WASHINGTON – Listen to the contours of the debate on how to overhaul public education and it would be easy to conclude that most everyone is in a calm state of agreement.
Republican Rep. John Kline, chair of the House Education Committee, says the 2002 No Child Left Behind law has outlived its usefulness. He doesn't like the federally imposed, one-size-fits-all approach to how schools are treated and thinks decisions about how to measure student achievement and growth should be shifted back to local teachers, parents and schools.
In many ways, the national teachers union thinks much the same thing. Mary Kusler, the top lobbyist there, said, "The one common denominator … is that the educator's voice is part of the solution."
President Obama's Education Secretary Arne Duncan echoed a similar sentiment.

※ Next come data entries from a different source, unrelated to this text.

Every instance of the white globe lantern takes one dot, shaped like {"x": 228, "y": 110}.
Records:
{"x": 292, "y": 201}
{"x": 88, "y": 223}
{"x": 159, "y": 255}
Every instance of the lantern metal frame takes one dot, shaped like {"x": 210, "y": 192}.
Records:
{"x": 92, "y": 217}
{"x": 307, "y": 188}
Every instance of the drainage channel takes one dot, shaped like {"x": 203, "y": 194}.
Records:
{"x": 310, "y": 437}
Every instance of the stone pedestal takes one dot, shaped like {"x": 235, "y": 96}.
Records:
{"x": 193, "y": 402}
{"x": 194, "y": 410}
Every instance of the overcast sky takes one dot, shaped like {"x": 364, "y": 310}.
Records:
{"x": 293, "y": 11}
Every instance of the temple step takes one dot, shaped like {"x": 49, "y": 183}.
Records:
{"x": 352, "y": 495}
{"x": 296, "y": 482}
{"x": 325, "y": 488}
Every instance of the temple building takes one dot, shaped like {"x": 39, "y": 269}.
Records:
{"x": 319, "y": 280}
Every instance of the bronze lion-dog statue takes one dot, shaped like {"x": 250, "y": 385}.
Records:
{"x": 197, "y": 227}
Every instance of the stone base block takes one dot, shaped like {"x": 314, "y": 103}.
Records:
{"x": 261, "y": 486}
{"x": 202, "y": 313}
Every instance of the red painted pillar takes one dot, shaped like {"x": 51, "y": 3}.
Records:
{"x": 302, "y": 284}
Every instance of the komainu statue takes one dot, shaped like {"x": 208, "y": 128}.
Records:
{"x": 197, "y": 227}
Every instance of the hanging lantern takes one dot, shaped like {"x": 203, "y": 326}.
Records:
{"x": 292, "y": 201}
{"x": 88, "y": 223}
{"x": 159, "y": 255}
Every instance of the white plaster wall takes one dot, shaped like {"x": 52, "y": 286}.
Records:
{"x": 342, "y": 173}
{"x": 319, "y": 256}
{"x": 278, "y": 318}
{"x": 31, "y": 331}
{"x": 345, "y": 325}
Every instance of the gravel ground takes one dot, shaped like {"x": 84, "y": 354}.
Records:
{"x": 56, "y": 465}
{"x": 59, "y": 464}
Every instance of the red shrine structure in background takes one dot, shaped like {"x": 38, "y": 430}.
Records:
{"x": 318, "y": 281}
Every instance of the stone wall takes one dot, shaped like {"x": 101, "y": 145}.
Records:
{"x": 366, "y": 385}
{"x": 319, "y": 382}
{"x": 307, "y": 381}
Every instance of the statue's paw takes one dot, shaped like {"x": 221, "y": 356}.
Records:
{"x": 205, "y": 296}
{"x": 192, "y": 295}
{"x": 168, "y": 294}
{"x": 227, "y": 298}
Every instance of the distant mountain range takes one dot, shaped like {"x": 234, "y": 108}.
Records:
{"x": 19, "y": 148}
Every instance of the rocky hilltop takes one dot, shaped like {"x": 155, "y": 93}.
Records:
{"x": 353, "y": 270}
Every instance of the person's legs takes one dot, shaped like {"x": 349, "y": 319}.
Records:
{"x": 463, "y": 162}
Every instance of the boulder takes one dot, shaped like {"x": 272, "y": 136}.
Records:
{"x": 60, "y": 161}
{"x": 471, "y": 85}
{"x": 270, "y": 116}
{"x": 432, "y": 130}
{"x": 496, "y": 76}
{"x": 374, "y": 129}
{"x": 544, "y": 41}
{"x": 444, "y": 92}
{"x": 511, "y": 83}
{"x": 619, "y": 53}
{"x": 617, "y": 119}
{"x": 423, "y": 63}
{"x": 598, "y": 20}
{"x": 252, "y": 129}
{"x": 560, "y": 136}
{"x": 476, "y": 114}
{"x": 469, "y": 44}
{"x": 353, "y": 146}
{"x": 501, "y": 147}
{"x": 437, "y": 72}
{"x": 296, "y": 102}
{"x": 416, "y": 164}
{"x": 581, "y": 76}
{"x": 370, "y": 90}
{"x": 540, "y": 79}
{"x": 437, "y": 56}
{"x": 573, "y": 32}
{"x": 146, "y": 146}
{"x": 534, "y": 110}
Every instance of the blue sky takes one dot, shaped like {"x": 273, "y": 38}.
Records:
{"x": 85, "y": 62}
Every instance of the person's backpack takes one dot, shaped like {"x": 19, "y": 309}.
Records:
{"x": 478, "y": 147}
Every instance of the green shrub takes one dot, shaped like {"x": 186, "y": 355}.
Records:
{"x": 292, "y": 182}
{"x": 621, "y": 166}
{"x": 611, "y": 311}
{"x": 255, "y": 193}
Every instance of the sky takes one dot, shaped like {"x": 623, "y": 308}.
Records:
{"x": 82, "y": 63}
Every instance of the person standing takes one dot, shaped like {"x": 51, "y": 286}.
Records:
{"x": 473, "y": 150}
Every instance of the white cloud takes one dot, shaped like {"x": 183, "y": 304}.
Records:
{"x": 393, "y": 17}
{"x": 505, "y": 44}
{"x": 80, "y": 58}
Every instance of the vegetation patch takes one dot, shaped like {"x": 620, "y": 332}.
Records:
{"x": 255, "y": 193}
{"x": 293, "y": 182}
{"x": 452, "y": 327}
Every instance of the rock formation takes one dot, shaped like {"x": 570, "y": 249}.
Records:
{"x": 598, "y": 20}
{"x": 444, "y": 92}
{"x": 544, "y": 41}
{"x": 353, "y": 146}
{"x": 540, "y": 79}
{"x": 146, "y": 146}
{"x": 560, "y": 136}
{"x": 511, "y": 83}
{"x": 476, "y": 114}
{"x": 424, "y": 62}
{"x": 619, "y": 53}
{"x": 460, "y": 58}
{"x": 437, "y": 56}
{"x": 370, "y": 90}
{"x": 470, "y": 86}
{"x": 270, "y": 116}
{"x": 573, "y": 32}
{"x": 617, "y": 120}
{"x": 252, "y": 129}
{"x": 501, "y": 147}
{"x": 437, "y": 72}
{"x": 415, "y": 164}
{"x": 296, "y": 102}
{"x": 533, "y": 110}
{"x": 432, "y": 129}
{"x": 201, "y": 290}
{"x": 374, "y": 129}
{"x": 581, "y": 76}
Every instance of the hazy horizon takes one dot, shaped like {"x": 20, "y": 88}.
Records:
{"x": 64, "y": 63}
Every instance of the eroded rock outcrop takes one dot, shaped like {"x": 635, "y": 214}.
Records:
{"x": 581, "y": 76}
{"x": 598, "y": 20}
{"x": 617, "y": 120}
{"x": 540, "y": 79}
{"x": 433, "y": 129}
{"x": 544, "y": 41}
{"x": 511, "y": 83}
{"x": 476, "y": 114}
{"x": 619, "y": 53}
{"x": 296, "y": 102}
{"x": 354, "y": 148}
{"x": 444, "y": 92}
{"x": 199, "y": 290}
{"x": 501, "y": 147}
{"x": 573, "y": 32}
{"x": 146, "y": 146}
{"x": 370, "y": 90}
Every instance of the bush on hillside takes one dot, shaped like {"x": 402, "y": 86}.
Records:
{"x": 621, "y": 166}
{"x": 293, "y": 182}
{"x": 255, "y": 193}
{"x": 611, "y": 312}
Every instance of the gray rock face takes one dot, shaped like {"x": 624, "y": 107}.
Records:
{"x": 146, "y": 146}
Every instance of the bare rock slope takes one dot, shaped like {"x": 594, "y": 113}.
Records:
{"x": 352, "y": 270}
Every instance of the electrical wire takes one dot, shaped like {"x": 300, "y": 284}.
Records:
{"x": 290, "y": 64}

"I believe all teachers deserve fair, genuinely helpful systems for evaluation and professional growth," Duncan said. "I am absolutely convinced that we need to know how much progress students are making."
In this most partisan, polarizing place, all this rare comity could be viewed as a breath of fresh air. Maybe in an era of deeply divided government, a Republican Congress and a Democratic White House, education can be a bastion where everyone can work together.
Of course, it is rarely that simple.
This spring, Republicans and Democrats on Capitol Hill are girding for one of the biggest showdowns in a decade on how to revamp the 13-year-old No Child Left Behind law that fundamentally challenged norms in public education by requiring schools prove students were effectively learning core subjects.